I created this Volume Cylinder Video to introduce my students to the formula for the volume of a cylinder. With Cavalieri's Principle in mind I try to make students understand how the formula is derived. The rewards of understanding the concept here are substantial because it lays groundwork for understanding the concept of the volume of any figure in both concrete and abstract terms. In upcoming lessons, students will be deriving and applying formulas for cones and spheres.
Partners for this activity should be of similar ability level. Each student will work on their own Applying your knowledge activity sheet. The problems require ample thinking and writing time and I make sure not to rush them.
As I handout the sheets I ask my students to show all of their math work. In Problem 1 students will be surprised to see that the salinated water occupying the outer space of the cylinder is more abundant than the fresh water in the inner cylinder. As students work I look out for students who refer to the larger surface area in their explanation. If students are confused, I ask probing questions to push them in this direction.
Problem 2 is often challenging for my students. The thinking required to solve the problem is challenging. But, I have found that this is an important opportunity for students to persevere and come up with a solution (MP1).

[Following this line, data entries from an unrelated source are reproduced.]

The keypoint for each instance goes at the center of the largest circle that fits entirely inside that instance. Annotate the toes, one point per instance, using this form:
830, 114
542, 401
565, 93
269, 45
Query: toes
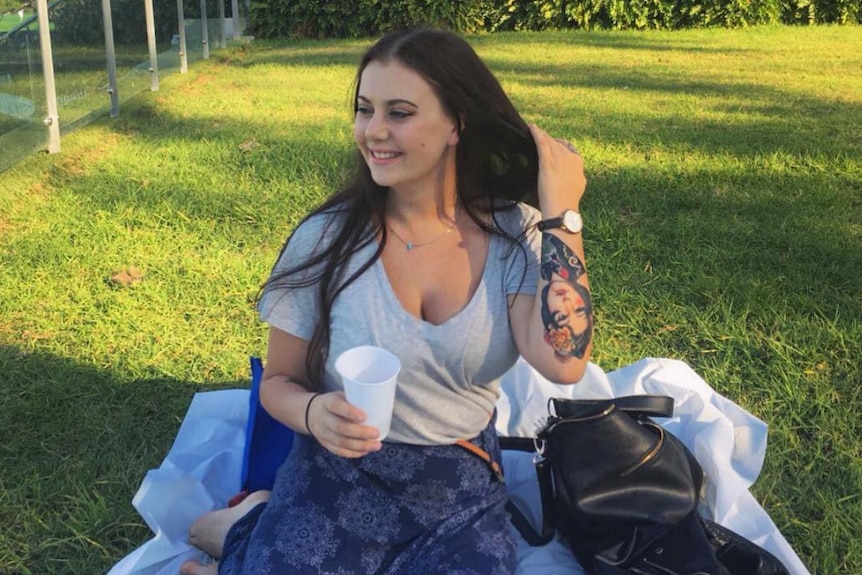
196, 568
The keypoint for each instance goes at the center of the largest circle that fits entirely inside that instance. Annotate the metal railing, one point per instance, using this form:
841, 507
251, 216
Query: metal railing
69, 62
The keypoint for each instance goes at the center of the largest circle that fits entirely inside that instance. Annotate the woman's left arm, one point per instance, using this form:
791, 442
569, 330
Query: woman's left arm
554, 329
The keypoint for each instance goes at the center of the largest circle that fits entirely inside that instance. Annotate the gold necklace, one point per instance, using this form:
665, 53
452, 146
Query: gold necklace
412, 245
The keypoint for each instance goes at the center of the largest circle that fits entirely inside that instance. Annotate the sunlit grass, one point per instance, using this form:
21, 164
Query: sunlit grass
723, 227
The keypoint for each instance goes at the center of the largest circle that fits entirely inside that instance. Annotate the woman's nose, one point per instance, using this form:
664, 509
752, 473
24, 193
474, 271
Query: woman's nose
376, 129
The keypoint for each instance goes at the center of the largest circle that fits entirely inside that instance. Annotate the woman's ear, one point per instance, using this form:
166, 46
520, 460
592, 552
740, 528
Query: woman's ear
455, 136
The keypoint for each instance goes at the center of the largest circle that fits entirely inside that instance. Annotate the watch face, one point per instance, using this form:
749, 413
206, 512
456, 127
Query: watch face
572, 221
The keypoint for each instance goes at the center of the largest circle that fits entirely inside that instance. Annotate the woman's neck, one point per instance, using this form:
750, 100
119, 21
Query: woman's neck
424, 205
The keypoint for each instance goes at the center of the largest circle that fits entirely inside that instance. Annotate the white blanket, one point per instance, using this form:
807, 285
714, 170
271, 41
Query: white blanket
202, 470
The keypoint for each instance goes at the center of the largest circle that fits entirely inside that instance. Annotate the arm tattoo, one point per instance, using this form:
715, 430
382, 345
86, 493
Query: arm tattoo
567, 310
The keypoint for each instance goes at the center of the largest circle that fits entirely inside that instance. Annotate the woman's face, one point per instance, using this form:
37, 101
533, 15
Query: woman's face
401, 128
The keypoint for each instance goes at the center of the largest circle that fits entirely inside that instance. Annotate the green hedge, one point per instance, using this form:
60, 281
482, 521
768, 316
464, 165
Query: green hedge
353, 18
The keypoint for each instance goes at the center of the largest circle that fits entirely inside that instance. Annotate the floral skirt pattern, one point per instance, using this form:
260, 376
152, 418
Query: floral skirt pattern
404, 510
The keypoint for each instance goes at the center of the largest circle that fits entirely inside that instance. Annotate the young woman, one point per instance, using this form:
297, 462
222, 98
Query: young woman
432, 253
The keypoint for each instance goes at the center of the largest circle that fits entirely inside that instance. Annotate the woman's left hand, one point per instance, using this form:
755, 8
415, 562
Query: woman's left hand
561, 173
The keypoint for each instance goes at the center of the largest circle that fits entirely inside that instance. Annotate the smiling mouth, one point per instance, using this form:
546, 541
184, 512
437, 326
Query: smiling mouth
384, 155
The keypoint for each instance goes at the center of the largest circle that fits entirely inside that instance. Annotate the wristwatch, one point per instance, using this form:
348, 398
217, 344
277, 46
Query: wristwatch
569, 221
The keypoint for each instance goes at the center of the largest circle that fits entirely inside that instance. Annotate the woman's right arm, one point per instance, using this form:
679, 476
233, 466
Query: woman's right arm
334, 422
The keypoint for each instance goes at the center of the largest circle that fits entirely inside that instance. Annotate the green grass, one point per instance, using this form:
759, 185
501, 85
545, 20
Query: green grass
723, 228
10, 20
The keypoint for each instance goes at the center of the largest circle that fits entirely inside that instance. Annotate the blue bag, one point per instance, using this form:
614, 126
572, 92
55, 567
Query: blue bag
267, 441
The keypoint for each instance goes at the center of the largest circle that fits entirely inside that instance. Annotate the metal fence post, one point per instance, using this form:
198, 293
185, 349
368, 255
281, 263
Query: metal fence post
222, 41
151, 43
204, 29
181, 20
234, 10
52, 120
111, 57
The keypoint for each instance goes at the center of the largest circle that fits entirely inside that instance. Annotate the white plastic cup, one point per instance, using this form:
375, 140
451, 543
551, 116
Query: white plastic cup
369, 375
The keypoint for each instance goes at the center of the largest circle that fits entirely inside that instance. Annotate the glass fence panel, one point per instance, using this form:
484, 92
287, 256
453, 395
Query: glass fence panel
80, 61
22, 89
80, 70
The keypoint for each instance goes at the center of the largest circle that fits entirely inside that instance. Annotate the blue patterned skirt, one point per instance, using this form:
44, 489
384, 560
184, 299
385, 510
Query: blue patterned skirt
404, 510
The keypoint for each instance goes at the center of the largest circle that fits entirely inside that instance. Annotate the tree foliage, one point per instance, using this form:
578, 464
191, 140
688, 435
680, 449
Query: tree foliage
353, 18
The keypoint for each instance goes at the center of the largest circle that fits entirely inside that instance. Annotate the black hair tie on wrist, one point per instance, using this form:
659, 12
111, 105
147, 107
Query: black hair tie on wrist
308, 410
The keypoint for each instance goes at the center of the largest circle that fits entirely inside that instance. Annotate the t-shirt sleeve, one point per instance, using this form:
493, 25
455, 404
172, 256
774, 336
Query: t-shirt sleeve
296, 310
522, 273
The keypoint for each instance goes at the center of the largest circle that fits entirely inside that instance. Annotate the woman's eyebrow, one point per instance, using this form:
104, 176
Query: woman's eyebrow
393, 102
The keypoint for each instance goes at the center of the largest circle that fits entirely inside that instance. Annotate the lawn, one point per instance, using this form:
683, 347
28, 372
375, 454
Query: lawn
723, 228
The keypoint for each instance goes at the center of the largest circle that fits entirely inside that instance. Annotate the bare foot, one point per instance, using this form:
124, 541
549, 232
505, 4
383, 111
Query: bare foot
209, 531
195, 568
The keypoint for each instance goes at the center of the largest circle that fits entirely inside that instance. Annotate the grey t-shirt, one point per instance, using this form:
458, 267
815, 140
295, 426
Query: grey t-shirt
450, 374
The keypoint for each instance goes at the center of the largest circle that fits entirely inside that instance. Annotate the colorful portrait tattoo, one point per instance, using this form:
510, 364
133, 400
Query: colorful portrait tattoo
567, 311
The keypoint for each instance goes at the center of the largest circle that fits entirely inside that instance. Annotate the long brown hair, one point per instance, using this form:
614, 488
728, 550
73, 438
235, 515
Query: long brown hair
496, 165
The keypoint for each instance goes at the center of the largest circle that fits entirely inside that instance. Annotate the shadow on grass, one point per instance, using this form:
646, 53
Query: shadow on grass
78, 441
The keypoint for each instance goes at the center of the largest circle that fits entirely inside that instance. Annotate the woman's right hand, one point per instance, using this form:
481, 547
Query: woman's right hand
337, 426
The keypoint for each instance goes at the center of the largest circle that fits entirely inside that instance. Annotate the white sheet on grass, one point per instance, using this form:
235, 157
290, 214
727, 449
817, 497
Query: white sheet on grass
202, 470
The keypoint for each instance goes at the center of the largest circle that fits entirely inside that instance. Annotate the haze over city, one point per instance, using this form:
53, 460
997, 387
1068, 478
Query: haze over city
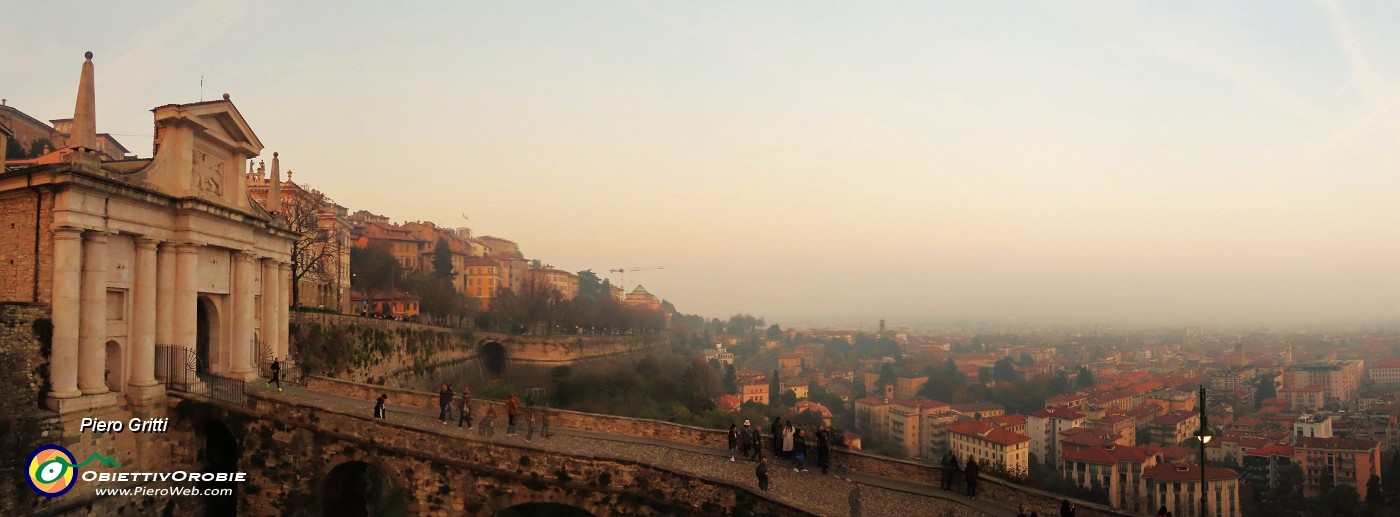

- Students may not know how to begin Problem 2. If so, I may hint that they think about the 1 cubic foot of wax in cubic inches. This may be enough to get some students going.
- I also advise my students to make a chart or table, or even draw pictures with values to aid them through the problem.
Many students choose random values for their first two types of cylinders and then use the volume formula and the remaining wax for the 3rd type of candle. Here is an example of student work:
This student was guided into choosing random values for the first candles and subtracting from the "stock" of wax. In his work he chose the same radius for the first two candles, only changing the height. Then he used the leftover wax for the third candle. I must hightlight that he skillfully varied the height of this 3rd candle (ended with 7.5in), in his equation until, dividing by 190.32, he obtained a value close to a perfect square (25.375), just so he could obtain a radius close to a whole number.
See my Students may need help structuring reflection for more on this exploration.
At the end of their work, I ask that each student circle the hand gesture (below the diagrams), that indicates how they feel about their overall understanding of each problem. Then, they turn in their papers.
The Homework assignment is short and to the point. The first two questions are straight forward substitution questions for practice using the volume formula. The 3rd question is a vocabulary questions, refreshing students' ideas of difference between volume and surface area. The 4th question is a mental math questions where students, if they know the volume formula well, should easily see that both cylinders have the same volume.